Rather than force landlords to pay interest on security deposits, the Beverly Hills City Council agreed Tuesday to give landlords two months to voluntarily pay interest to tenants.
Councilwoman Charlotte Spadaro said she is convinced that landlords will pay voluntarily.
"Let's see if landlords voluntarily agree to pay interest to tenants. There's already enough government intrusion," she said during a council study session .
The council will wait two months before considering a law that would force landlords to pay interest to tenants.
Spadaro said she would personally contact the city's major apartment owner, Donald T. Sterling, who also owns the Clippers professional basketball team.
"I think Don will do it," she said. "Let's use our moral persuasion."
Stirling could not be reached for comment.
Councilman Robert Tanenbaum, who had asked that the council consider adopting an ordinance making interest payments mandatory, said in an interview that he does not expect the owners of the city's 8,200 apartment units to comply voluntarily.
"That would be wonderful if they did," Tanenbaum said. "It's a noble gesture. I hope it works, but if it doesn't, then we should do something."
Gerald Factor, a board member of the Apartment Assn. of Greater Los Angeles, an apartment owners group, said he does not believe owners will voluntarily comply.
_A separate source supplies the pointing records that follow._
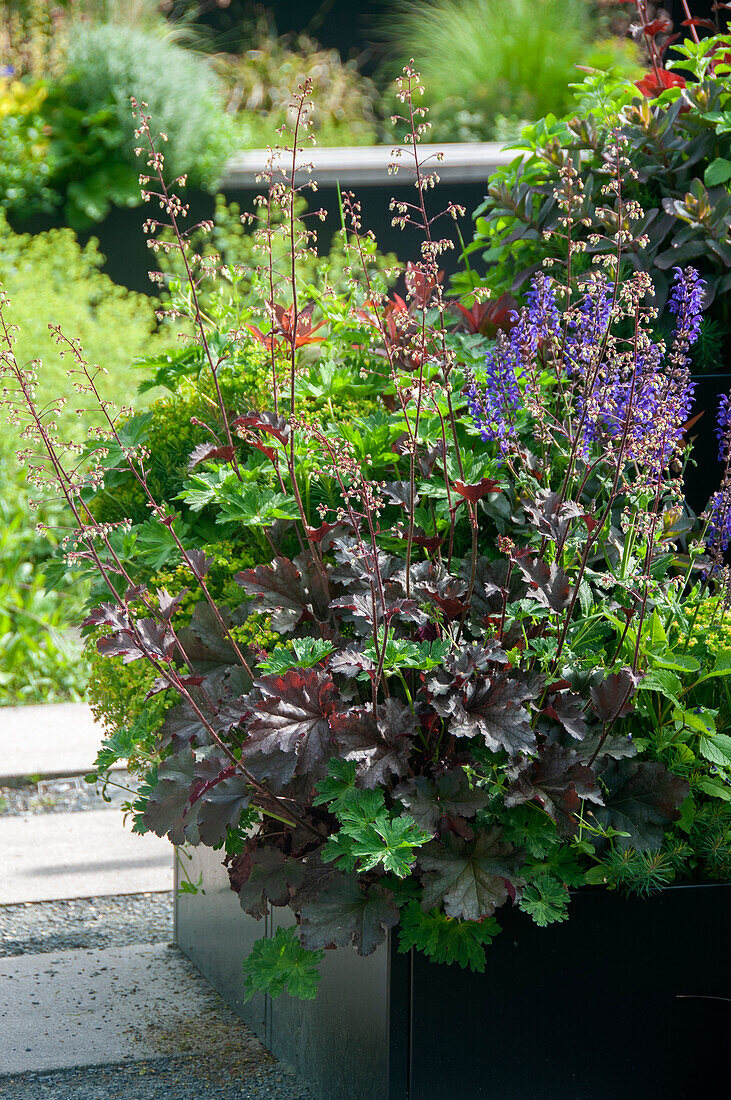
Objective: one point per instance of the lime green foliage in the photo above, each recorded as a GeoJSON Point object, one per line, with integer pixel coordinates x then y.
{"type": "Point", "coordinates": [233, 244]}
{"type": "Point", "coordinates": [50, 278]}
{"type": "Point", "coordinates": [680, 155]}
{"type": "Point", "coordinates": [445, 939]}
{"type": "Point", "coordinates": [24, 166]}
{"type": "Point", "coordinates": [92, 128]}
{"type": "Point", "coordinates": [166, 429]}
{"type": "Point", "coordinates": [370, 836]}
{"type": "Point", "coordinates": [488, 64]}
{"type": "Point", "coordinates": [281, 965]}
{"type": "Point", "coordinates": [117, 694]}
{"type": "Point", "coordinates": [300, 653]}
{"type": "Point", "coordinates": [711, 627]}
{"type": "Point", "coordinates": [41, 657]}
{"type": "Point", "coordinates": [261, 84]}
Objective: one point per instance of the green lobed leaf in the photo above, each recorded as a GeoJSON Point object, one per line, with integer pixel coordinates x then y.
{"type": "Point", "coordinates": [347, 912]}
{"type": "Point", "coordinates": [305, 653]}
{"type": "Point", "coordinates": [444, 939]}
{"type": "Point", "coordinates": [545, 900]}
{"type": "Point", "coordinates": [280, 964]}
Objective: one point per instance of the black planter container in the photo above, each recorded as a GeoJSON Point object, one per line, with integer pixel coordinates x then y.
{"type": "Point", "coordinates": [702, 479]}
{"type": "Point", "coordinates": [626, 1000]}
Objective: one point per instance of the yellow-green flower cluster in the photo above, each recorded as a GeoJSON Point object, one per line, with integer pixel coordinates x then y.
{"type": "Point", "coordinates": [710, 630]}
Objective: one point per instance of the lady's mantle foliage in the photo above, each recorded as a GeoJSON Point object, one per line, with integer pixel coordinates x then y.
{"type": "Point", "coordinates": [480, 691]}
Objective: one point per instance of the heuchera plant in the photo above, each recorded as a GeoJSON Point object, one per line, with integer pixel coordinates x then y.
{"type": "Point", "coordinates": [486, 688]}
"The process of keeping track on an interest-bearing account would be a complicated one, especially for small apartment owners," Factor said.
"I think there is also an awful lot of bad feelings among apartment owners that recent changes have made their lives more difficult and their apartments less profitable. This would be just another one," Factor said.
"There may be some way to simplify the process to give the renters some benefit from the security deposit, but there should also be some benefit to the owner to offset it," he said.
A security deposit is usually equivalent to one month's rent and is usually returned to tenants if the unit is left clean and in good condition.
Council members expressed concern over requiring landlords to segregate security deposits from other assets and when or how interest payments should be made.
Councilman Maxwell Salter at the study session questioned whether the small amount tenants would earn on their security deposits was worth the effort. He said, for example, a tenant paying $1,000 a month would earn only $250 over five years at current interest rates of 5% annually.
"Are we creating for ourselves another bag of worms?" Salter asked.
Tanenbaum said, "Whatever it is, whether it's a dollar or $50 or $100, it is the tenants' money. There's a principle involved."
West Hollywood last year passed an ordinance precluding landlords from increasing the amount of a security deposit during the term of the tenancy and requires the landlord to pay the tenant 5.5% interest on the security deposit at least once every five years through a rent rebate or payment.
The Santa Monica Rent Control board will consider a similar ordinance tonight.